Richard nodded miserably, although Blake suspected the boy did not fully comprehend and might not even remember in the morning. He needed to have a little talk with his
wife
about Richard’s limitations.
“Go up to your room. We’ll talk about Africa in the morning.”
This time, Richard nodded a little more eagerly. As the lad hurried for the stairs, Blake sighed and turned to his sleeping bride. She hadn’t changed out of her elegant evening gown, but her hair was tumbling from its pins, and red creases marred her cheek where it had been pressed into the rough fabric of the chair.
He turned the lamp down to its lowest setting, placed it on a stand so he could see the stairs, then lifted Jocelyn into his arms. She stirred and snuggled close to his chest, murmuring,
“Richard?”
“He’s safe,” Blake assured her.
That was apparently all she needed to hear before curling up against him and falling back to sleep. Blake had to wonder how exhausted she must be to sleep so heavily no matter where she lay. The second day of their marriage had admittedly been wearying. He couldn’t take advantage of her exhaustion.

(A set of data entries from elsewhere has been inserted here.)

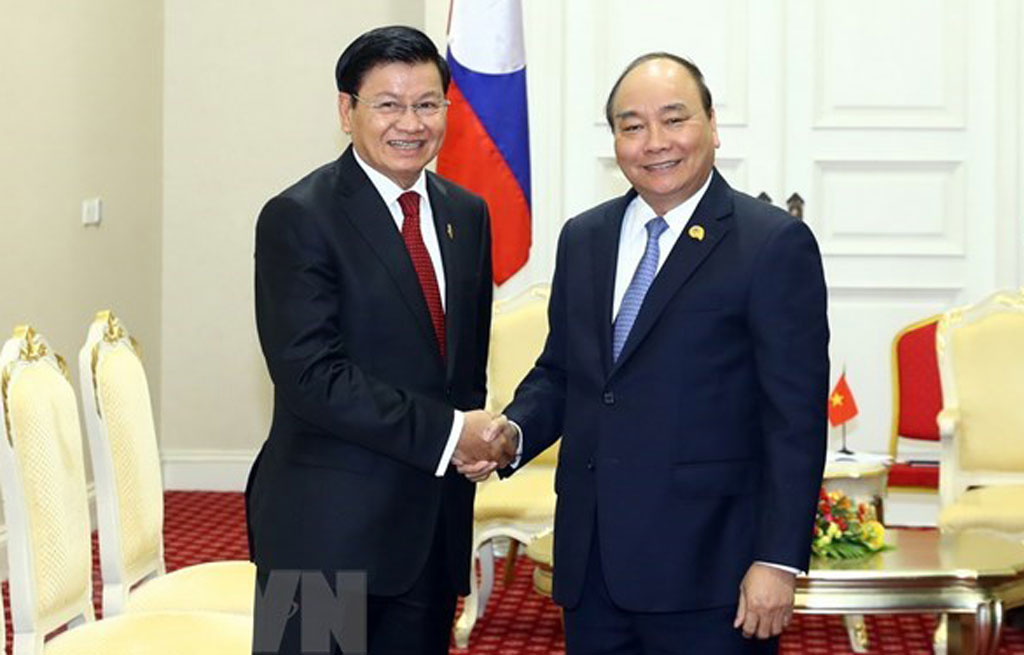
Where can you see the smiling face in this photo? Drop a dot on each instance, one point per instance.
(400, 145)
(665, 141)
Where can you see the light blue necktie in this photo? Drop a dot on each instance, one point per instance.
(635, 293)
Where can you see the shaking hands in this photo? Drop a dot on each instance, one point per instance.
(485, 444)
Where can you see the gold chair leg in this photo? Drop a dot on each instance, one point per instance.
(856, 631)
(510, 561)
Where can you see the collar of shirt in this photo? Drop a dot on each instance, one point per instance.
(389, 192)
(639, 212)
(386, 187)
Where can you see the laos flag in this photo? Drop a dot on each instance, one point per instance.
(486, 148)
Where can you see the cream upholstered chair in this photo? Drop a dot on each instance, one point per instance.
(42, 474)
(130, 493)
(521, 507)
(981, 356)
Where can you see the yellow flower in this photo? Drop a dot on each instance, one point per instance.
(875, 534)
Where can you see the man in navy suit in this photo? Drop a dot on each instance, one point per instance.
(686, 370)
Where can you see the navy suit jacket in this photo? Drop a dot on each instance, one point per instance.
(700, 449)
(363, 400)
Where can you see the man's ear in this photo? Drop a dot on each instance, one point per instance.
(345, 112)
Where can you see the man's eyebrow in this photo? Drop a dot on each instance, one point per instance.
(674, 106)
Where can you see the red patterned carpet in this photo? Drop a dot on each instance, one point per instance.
(204, 526)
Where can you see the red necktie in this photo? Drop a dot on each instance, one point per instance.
(410, 202)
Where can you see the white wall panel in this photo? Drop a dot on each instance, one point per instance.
(890, 208)
(905, 70)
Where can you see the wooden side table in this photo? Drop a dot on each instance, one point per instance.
(974, 577)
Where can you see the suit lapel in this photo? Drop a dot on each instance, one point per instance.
(364, 207)
(444, 224)
(604, 257)
(685, 258)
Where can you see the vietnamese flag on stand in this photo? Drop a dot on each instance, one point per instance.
(486, 148)
(842, 406)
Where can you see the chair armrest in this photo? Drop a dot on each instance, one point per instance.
(948, 419)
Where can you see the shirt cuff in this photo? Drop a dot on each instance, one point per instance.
(457, 422)
(518, 448)
(781, 567)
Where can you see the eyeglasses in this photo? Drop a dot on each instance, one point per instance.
(394, 108)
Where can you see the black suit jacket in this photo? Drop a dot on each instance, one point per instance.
(700, 449)
(363, 399)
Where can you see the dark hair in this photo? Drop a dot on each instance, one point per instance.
(686, 63)
(386, 45)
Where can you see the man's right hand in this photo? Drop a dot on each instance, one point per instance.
(484, 445)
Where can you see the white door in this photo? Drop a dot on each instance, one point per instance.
(880, 114)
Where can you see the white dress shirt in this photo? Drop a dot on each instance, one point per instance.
(389, 192)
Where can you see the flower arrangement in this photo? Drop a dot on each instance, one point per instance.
(843, 531)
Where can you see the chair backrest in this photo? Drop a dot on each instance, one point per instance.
(981, 354)
(916, 388)
(518, 330)
(42, 473)
(125, 456)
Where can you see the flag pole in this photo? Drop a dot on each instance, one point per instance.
(844, 449)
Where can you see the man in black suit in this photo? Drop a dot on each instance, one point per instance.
(373, 306)
(686, 369)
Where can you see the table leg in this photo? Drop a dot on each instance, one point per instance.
(988, 627)
(940, 640)
(976, 634)
(856, 631)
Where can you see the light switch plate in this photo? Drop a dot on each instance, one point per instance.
(92, 211)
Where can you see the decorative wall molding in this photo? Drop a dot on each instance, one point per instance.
(878, 208)
(857, 89)
(206, 470)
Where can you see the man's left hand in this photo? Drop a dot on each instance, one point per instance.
(765, 601)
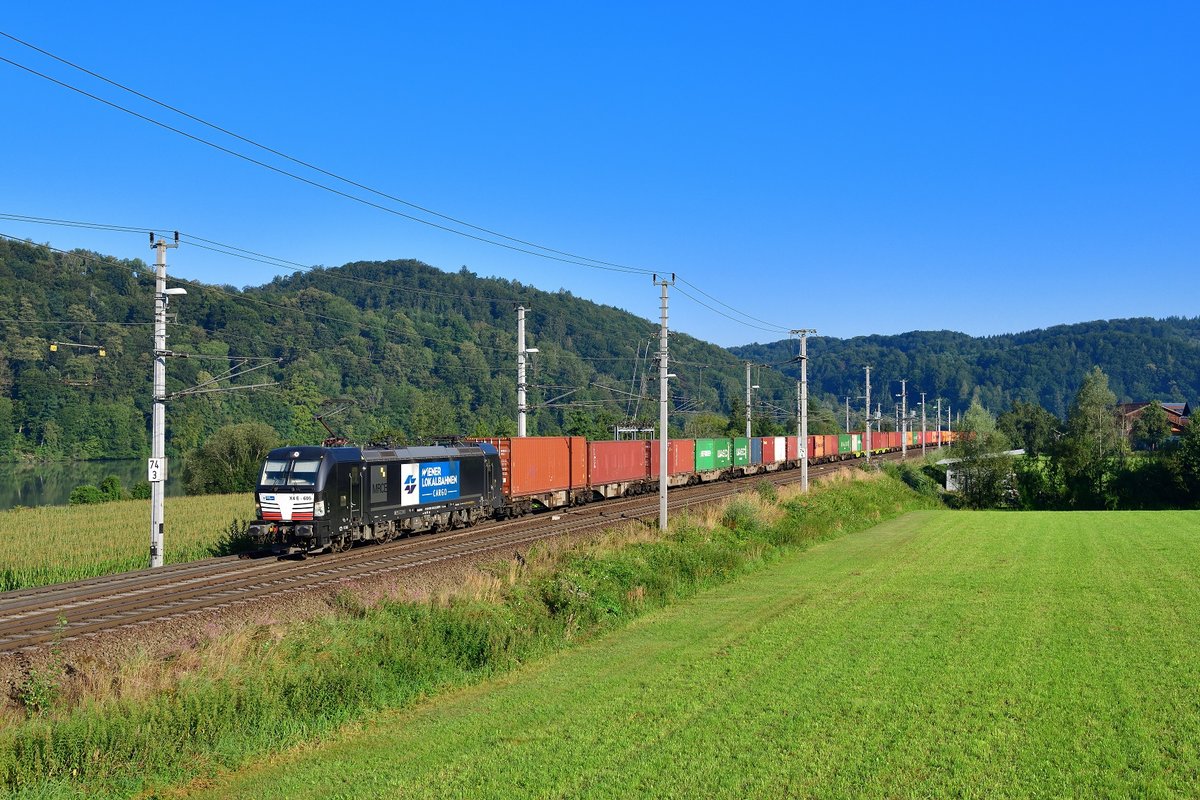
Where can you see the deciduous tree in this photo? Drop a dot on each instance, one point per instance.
(984, 471)
(1151, 429)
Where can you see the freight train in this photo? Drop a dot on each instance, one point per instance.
(311, 499)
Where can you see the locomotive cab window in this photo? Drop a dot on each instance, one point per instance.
(291, 471)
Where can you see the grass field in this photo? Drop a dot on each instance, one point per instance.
(942, 654)
(54, 543)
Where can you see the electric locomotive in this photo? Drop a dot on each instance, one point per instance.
(311, 499)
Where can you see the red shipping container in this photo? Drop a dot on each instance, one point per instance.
(681, 457)
(540, 464)
(615, 462)
(829, 446)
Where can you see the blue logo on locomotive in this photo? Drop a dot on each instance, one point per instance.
(430, 482)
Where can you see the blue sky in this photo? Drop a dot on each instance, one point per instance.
(1001, 166)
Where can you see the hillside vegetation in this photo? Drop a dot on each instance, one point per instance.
(420, 353)
(1144, 359)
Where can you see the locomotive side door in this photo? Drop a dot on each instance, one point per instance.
(355, 495)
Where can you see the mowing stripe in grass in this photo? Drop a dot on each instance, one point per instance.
(942, 655)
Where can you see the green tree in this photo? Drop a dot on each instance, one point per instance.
(1187, 463)
(1151, 429)
(1093, 449)
(984, 471)
(1029, 426)
(87, 494)
(705, 425)
(111, 487)
(229, 459)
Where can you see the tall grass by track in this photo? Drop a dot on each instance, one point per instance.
(55, 543)
(273, 687)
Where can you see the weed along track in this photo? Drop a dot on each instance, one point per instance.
(31, 619)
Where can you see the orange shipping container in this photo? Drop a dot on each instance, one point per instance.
(613, 462)
(539, 464)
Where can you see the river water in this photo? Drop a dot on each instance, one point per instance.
(36, 485)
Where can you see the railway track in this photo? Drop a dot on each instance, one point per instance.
(33, 618)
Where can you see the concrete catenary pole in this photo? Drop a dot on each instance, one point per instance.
(663, 405)
(867, 396)
(923, 425)
(802, 405)
(522, 350)
(748, 400)
(157, 464)
(939, 422)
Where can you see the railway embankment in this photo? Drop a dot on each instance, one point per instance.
(157, 722)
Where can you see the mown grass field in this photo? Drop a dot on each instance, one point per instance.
(54, 543)
(89, 728)
(942, 654)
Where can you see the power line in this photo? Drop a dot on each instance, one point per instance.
(310, 166)
(731, 307)
(325, 187)
(549, 252)
(718, 311)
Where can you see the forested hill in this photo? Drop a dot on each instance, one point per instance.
(1145, 359)
(417, 353)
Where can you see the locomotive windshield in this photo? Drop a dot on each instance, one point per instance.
(289, 471)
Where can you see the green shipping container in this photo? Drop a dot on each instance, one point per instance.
(724, 455)
(741, 452)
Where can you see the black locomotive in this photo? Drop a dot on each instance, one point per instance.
(313, 499)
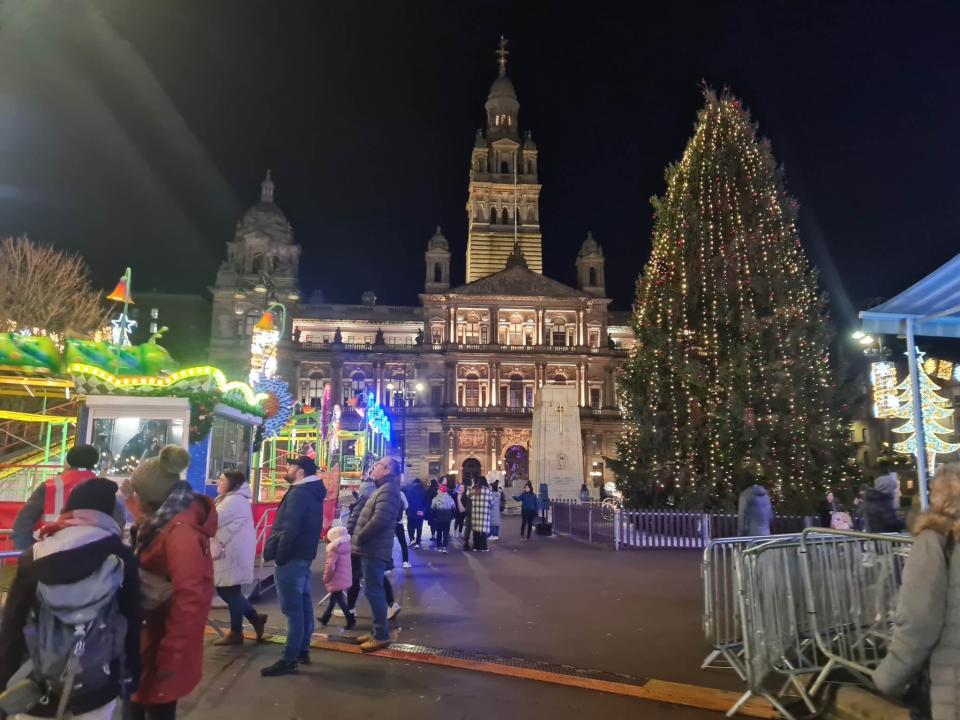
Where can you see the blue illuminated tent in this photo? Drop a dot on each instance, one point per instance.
(929, 308)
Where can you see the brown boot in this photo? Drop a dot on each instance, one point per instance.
(231, 638)
(259, 625)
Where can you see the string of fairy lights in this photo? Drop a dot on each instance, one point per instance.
(731, 361)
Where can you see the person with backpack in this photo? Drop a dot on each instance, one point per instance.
(172, 542)
(234, 551)
(293, 544)
(48, 500)
(498, 503)
(480, 502)
(922, 655)
(528, 509)
(78, 583)
(442, 513)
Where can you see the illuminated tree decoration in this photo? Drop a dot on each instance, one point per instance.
(935, 408)
(278, 407)
(264, 339)
(883, 378)
(730, 377)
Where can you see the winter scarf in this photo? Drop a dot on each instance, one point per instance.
(179, 499)
(80, 518)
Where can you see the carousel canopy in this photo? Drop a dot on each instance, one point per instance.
(933, 304)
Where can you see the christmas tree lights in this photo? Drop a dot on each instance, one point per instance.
(934, 407)
(730, 376)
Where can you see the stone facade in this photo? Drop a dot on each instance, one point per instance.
(458, 372)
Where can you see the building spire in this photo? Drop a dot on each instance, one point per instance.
(502, 53)
(266, 189)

He had to keep reminding himself that behind his wife’s delicate beauty lurked a deceptive mind. He shouldn’t feel sorry for her. Instead, he was wondering just what kind of life she must have had with a dotty mother, a felonious older brother, three apparent harpies for sisters, and a younger brother with wits to let.
That didn’t mean he had to encourage her deceptive practices or allow her to work her sticky web around him. He had a purpose that ran counter to hers.
Carrying his sleeping beauty up the stairs, he nearly tripped over a wandering kitten, came down hard on his weak leg, and cursed before righting himself again. He ought to be awarded medals for surviving the combat zone he now called home.
He wasn’t thirty yet. There was still time to get himself killed by kittens, stairs, and French thieves before his next birthday.
25
Jocelyn woke with her corset crushed into her breast and a man’s heavy arm around her waist. She inhaled sharply and went from groggy to wide awake in an instant.
Beneath the covers pulled up to her shoulders, she was still wearing her evening gown, although it and the corset had been loosened, exposing a scandalous amount of bosom. She squirmed, and the arm at her waist tightened.
“Don’t move. I’m not awake yet,” Blake grumbled from behind her.
“Then you need to do a better job of unfastening me,” she countered, wriggling to adjust the corset stay that was cutting into her flesh.
A male hand instantly tugged at her back laces, loosening them before she could scarce take a breath at his audacity.
“You found Richard,” she said, seeking confirmation that she had not dreamed hearing him last night. Or dreamed of being carried up the steps.